High resolution X-ray emission spectroscopy of water and its assignment based on two structural motifs

Abstract

We evaluate proposed interpretations of previous X-ray emission spectroscopy (XES) data on liquid water. The split peak in the lone-pair orbital region has been interpreted in terms of either two different structural motifs, tetrahedral and distorted, or as due to core-hole-induced dissociative dynamics; here we add new data on a 1:1 H 2O/D 2O isotopic mixture and additional spectrum simulations including the core-hole-induced dynamics. The XES spectrum of HDO is quite nicely reproduced as the sum of spectra of H 2O and D 2O, which we interpret as that core-hole-induced dynamics contribute only to the peak shape and do not affect the intensity ratio between tetrahedrally coordinated and distorted.

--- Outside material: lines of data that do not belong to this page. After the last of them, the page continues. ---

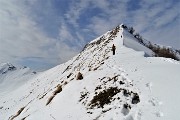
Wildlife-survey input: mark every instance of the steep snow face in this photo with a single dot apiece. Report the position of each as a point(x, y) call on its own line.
point(125, 86)
point(12, 77)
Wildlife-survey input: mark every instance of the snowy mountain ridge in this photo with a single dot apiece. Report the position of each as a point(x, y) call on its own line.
point(127, 85)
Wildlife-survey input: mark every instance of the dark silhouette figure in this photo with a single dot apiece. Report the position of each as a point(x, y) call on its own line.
point(113, 49)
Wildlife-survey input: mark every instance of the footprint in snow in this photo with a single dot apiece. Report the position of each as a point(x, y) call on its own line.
point(159, 114)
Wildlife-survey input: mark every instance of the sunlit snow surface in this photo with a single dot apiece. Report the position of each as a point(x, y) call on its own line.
point(155, 79)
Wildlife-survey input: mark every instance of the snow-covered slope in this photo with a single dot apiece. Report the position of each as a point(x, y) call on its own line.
point(124, 86)
point(12, 77)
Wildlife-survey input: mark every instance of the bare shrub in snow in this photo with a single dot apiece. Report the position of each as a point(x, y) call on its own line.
point(18, 113)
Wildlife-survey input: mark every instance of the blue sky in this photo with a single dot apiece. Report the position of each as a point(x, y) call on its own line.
point(44, 33)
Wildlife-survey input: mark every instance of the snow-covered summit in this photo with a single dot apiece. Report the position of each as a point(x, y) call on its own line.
point(97, 85)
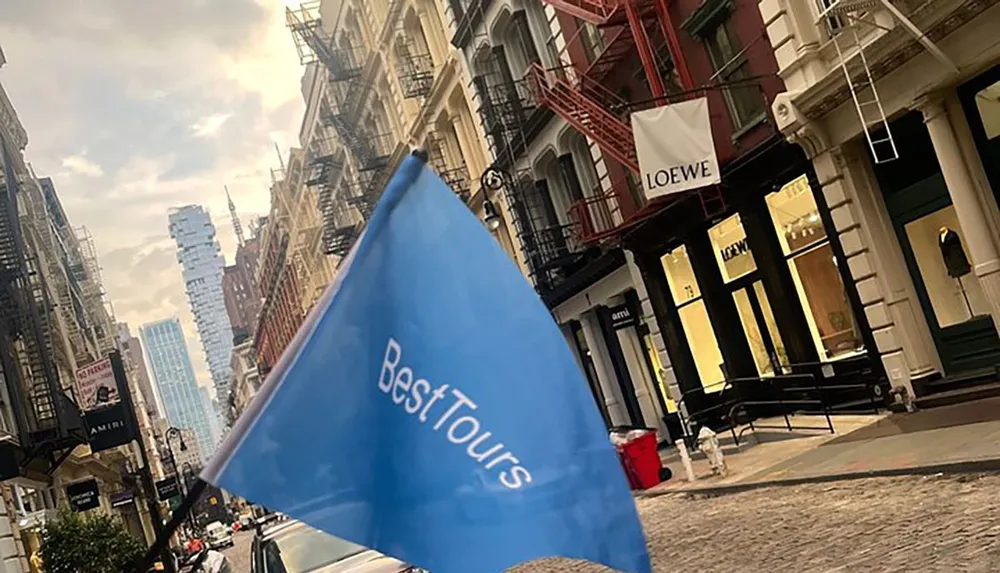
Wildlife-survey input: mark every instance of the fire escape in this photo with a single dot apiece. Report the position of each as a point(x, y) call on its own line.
point(48, 420)
point(580, 97)
point(341, 111)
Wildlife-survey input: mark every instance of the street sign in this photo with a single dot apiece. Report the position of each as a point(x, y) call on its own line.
point(108, 427)
point(96, 386)
point(167, 488)
point(83, 495)
point(122, 498)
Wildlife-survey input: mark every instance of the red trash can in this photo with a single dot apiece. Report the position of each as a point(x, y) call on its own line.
point(641, 461)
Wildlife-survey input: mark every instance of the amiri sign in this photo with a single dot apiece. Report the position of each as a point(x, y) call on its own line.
point(675, 148)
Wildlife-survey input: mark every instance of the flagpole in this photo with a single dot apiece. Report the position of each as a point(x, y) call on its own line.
point(196, 490)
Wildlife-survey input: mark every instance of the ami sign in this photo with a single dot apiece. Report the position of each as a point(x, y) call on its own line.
point(675, 148)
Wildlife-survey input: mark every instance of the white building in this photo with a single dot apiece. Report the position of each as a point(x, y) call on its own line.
point(201, 261)
point(173, 374)
point(246, 379)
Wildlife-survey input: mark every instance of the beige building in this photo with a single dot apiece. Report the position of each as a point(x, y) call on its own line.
point(908, 170)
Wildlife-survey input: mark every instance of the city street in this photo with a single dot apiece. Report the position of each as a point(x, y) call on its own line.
point(932, 524)
point(239, 553)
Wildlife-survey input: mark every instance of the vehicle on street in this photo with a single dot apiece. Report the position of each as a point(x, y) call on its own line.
point(294, 547)
point(218, 536)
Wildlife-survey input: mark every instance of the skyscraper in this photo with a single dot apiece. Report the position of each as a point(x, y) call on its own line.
point(174, 377)
point(201, 262)
point(238, 283)
point(133, 347)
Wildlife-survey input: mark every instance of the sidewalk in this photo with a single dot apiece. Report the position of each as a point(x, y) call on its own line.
point(959, 438)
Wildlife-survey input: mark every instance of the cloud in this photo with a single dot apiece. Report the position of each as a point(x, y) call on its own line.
point(83, 166)
point(171, 101)
point(209, 126)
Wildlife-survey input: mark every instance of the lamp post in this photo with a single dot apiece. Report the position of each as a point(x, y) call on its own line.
point(493, 179)
point(173, 432)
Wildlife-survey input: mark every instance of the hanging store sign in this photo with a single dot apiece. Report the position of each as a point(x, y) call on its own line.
point(83, 495)
point(622, 317)
point(108, 427)
point(96, 386)
point(675, 148)
point(122, 498)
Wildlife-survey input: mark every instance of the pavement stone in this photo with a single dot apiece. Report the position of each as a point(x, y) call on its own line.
point(946, 524)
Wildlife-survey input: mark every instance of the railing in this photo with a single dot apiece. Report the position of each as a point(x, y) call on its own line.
point(380, 146)
point(743, 401)
point(416, 74)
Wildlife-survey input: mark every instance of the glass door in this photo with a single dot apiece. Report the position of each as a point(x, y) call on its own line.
point(739, 273)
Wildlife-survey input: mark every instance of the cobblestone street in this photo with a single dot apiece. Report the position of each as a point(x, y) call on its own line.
point(913, 524)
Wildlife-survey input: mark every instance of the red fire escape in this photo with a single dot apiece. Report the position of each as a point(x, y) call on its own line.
point(594, 111)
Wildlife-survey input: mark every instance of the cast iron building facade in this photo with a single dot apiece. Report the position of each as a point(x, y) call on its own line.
point(175, 381)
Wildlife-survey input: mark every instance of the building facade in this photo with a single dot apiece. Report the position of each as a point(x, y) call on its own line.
point(199, 255)
point(910, 179)
point(173, 374)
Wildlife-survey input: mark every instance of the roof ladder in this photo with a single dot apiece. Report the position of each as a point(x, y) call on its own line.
point(842, 20)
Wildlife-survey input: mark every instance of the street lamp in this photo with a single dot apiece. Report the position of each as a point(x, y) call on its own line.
point(492, 179)
point(174, 433)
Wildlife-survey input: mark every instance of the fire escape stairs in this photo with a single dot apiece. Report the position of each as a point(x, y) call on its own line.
point(588, 115)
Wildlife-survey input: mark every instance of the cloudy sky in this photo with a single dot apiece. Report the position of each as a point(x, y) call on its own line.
point(137, 106)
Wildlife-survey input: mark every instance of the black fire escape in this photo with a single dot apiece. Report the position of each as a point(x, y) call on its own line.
point(511, 117)
point(341, 110)
point(415, 67)
point(49, 423)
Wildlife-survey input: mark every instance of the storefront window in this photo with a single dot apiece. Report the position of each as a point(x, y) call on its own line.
point(729, 241)
point(654, 361)
point(939, 248)
point(814, 270)
point(694, 318)
point(988, 102)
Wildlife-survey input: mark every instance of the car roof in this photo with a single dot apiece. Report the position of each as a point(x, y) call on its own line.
point(281, 527)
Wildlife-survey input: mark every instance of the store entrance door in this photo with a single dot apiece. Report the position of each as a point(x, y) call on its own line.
point(936, 254)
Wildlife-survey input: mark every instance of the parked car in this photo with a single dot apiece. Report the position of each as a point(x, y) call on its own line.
point(294, 547)
point(218, 536)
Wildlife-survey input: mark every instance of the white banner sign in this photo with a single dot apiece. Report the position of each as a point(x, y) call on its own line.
point(96, 386)
point(675, 148)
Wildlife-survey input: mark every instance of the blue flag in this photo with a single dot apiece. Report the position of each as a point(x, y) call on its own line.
point(430, 408)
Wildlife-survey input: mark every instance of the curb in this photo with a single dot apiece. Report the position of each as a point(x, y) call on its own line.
point(963, 467)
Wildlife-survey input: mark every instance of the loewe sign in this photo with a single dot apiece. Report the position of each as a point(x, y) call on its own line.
point(675, 148)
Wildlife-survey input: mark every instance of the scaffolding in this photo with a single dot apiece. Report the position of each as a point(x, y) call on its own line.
point(47, 418)
point(451, 168)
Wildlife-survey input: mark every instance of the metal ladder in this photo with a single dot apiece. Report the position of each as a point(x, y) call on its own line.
point(842, 22)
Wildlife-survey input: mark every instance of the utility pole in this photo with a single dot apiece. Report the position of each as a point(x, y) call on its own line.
point(118, 367)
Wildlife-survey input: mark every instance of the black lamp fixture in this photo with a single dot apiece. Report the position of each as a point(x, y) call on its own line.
point(491, 180)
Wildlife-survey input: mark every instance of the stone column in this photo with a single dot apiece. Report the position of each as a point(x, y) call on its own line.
point(982, 250)
point(605, 373)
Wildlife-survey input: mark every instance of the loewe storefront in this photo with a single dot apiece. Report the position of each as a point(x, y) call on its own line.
point(759, 292)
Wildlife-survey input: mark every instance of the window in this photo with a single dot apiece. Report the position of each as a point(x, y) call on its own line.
point(694, 318)
point(732, 252)
point(744, 99)
point(814, 270)
point(953, 289)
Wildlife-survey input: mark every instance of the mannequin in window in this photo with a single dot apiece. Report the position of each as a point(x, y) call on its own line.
point(955, 260)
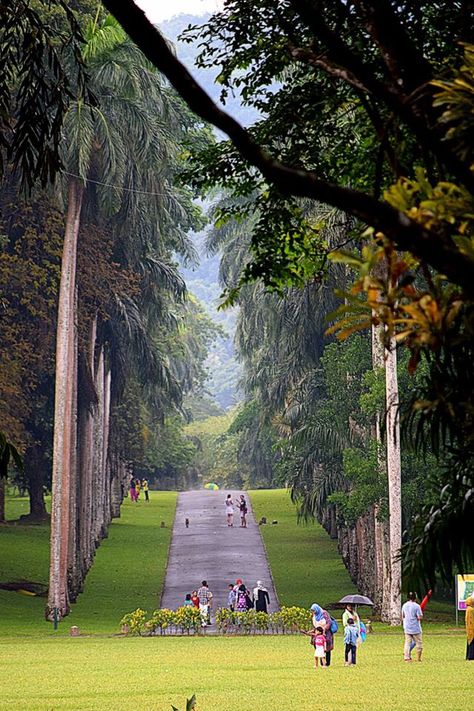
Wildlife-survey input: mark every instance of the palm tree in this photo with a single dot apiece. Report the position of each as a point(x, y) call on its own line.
point(125, 141)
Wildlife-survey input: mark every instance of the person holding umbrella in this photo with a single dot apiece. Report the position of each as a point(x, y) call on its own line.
point(350, 614)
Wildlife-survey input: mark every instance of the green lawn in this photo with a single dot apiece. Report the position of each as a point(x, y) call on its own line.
point(305, 563)
point(128, 570)
point(42, 670)
point(248, 674)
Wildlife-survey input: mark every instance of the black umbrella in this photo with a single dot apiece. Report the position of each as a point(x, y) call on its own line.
point(356, 600)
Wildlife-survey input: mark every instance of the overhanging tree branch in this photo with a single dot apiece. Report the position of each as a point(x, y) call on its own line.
point(435, 250)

We find the simulation-based interpretation of the two lone-pair peaks as being of completely different symmetries, molecular 1b 1 and dissociated 3a 1, difficult to reconcile with the experimental intensities in the 1b 2 and 3a 1 spectral regions. We report extensive theoretical simulations of spectra probing both the distance and velocity quantum distributions of the internal OH stretch; sharp features not associated with the lone-pair, that are seen when the OH stretch is treated as a classical oscillator, become smeared out when the zero-point Franck–Condon profile and momentum distribution in the v = 0 level of the OH stretch are taken into account. This demonstrates that neglecting zero-point motion in simulating XES spectra of water generates artificially sharp structures. XES spectra of 1 M and 4 M hydrochloric acid (HCl) and sodium hydroxide (NaOH) are reported. These spectra indicate that dissociated species most likely can be excluded as the origin of the double 1b 1 peak structure. We thus argue that the experimental observation of two distinct peaks in the lone-pair region is less likely to be explained by an unstructured continuum model of the liquid, but is easily explained within a two-component fluctuating model.